We've Joined A Choir

We've joined a choir!!!! - Island Soul Choir

It is called a Gospel Choir but it is more of a Soul filled Choir than a Gospel Choir -
We had our first of 2 concerts last weekend - They took place in Nanaimo BC and we had a blast.
This is just a sampling of what we have been up to lately.

This first video is the song Melodies From Heaven
(if the video doesn't stream well, you can go straight to youtube to see it there. just click here http://youtu.be/1BAkFg8kFpo)



This 2nd Video is the song Woke up this morning
(if the video doesn't stream well, you can go straight to youtube to see it there.
just click here http://youtu.be/VyMl6oRRo6E)

Thursday, March 10, 2011

Sea Lions

Last year we saw sea lions emerging from fog covered waters just off Heron Rocks on Hornby Island, and we have known for years that they hang out off the south east tip of Helliwell Park on Hornby. I've always thought one needed to be in a boat, or in a pretty remote location to see these wonderful, noisy, smelly critters.

But 10 days ago I drove down the Island Highway and practically went off the road when I passed the Fanny Bay warf and realized that the booms attached to the warf were covered with them. The next day Cori & I went out in the morning to see if they were still there, and indeed there were about a hundred of them (literally) sunning themselves on the booms and waiting for the herring to arrive. Bark, bark, ark, bark, growl, ark, bark - they're incredibly loud! The day after that Dad, Evelyn, Cori & I went to check them out again, and there were maybe half that many, it being not such a great morning for sunbathing. I have developed considerable sympathy for the herring - their arrival here to spawn is such a sign of spring and renewal, but that's partly because a whole array of predators arrive with them. We're particularly aware of the eagles, these guys, and the human fishers.

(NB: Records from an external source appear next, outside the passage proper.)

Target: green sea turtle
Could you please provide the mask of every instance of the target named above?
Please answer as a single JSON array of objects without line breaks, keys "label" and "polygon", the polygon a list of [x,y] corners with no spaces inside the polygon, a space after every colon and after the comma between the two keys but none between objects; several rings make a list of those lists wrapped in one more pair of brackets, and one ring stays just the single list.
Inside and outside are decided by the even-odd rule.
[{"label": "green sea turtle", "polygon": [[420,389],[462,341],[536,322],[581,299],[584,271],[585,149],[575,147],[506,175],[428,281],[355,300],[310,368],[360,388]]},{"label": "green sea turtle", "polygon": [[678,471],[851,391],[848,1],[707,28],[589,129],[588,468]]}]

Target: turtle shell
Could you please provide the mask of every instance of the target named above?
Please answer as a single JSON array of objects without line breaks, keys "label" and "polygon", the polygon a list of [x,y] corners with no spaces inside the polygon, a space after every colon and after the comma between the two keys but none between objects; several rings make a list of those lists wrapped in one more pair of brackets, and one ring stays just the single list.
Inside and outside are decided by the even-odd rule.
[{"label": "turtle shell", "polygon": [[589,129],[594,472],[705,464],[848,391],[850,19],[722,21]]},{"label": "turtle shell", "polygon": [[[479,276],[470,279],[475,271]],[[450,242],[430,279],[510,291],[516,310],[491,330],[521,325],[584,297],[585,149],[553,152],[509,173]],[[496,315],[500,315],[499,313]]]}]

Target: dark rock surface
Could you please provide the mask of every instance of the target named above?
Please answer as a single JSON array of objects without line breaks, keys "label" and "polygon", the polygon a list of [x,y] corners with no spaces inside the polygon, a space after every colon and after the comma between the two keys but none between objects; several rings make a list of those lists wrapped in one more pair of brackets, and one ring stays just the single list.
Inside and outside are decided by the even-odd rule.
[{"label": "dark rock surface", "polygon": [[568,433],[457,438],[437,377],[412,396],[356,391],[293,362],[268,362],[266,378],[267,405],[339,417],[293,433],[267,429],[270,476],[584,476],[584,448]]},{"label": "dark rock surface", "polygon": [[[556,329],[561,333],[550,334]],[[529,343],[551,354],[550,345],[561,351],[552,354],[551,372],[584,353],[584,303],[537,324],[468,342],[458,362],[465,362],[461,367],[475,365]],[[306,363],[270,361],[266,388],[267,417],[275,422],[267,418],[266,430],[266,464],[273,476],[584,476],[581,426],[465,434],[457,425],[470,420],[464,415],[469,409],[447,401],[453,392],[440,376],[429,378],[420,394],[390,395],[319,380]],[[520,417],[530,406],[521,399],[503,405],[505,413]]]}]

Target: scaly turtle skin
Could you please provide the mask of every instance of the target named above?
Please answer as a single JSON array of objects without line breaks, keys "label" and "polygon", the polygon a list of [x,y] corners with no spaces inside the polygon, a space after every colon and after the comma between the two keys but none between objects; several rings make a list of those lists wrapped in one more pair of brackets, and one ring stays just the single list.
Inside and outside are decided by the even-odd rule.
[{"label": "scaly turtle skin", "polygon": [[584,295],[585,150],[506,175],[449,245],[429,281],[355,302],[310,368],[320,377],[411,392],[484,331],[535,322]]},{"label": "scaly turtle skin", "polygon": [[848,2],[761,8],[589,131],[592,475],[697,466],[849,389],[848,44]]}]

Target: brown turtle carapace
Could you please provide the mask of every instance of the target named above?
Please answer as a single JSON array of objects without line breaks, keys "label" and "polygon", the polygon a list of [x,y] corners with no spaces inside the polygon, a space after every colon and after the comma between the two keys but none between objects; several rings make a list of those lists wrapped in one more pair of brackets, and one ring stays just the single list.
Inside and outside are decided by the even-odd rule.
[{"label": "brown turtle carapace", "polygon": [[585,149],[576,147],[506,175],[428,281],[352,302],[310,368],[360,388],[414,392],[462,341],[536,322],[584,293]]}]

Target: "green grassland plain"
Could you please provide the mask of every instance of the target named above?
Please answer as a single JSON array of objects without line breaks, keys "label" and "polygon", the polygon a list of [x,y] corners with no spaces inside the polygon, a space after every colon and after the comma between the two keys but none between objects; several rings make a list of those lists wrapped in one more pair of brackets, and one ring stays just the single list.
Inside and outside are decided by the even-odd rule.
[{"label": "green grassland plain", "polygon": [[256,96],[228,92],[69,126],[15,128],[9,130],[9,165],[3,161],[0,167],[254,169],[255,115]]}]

We got a good look at sea lion "rafting", a version of the back float, flippers in the air, sun on belly, usually side by side with a friend or two. This looks kind of like a partially submerged, inverted tree root, until the flippers move or a head emerges. In this photo there is one alone, and two together.

On Sunday we were at our neighbour's across the road, and saw what first looked like a gaggle of ducks, but then we realized that it was a 'raft' of sea lions - just off 'our' beach!

When Cori came home tonight she heard what she first thought was a dog in some distress, but then realized that it was a sea lion, and then heard the full chorus. It sounds like they are on the log booms that are a couple of kilometers south of us. We will check it out in the morning.



ps. the boat in this photo is bringing in a harvest of Fanny Bay oysters.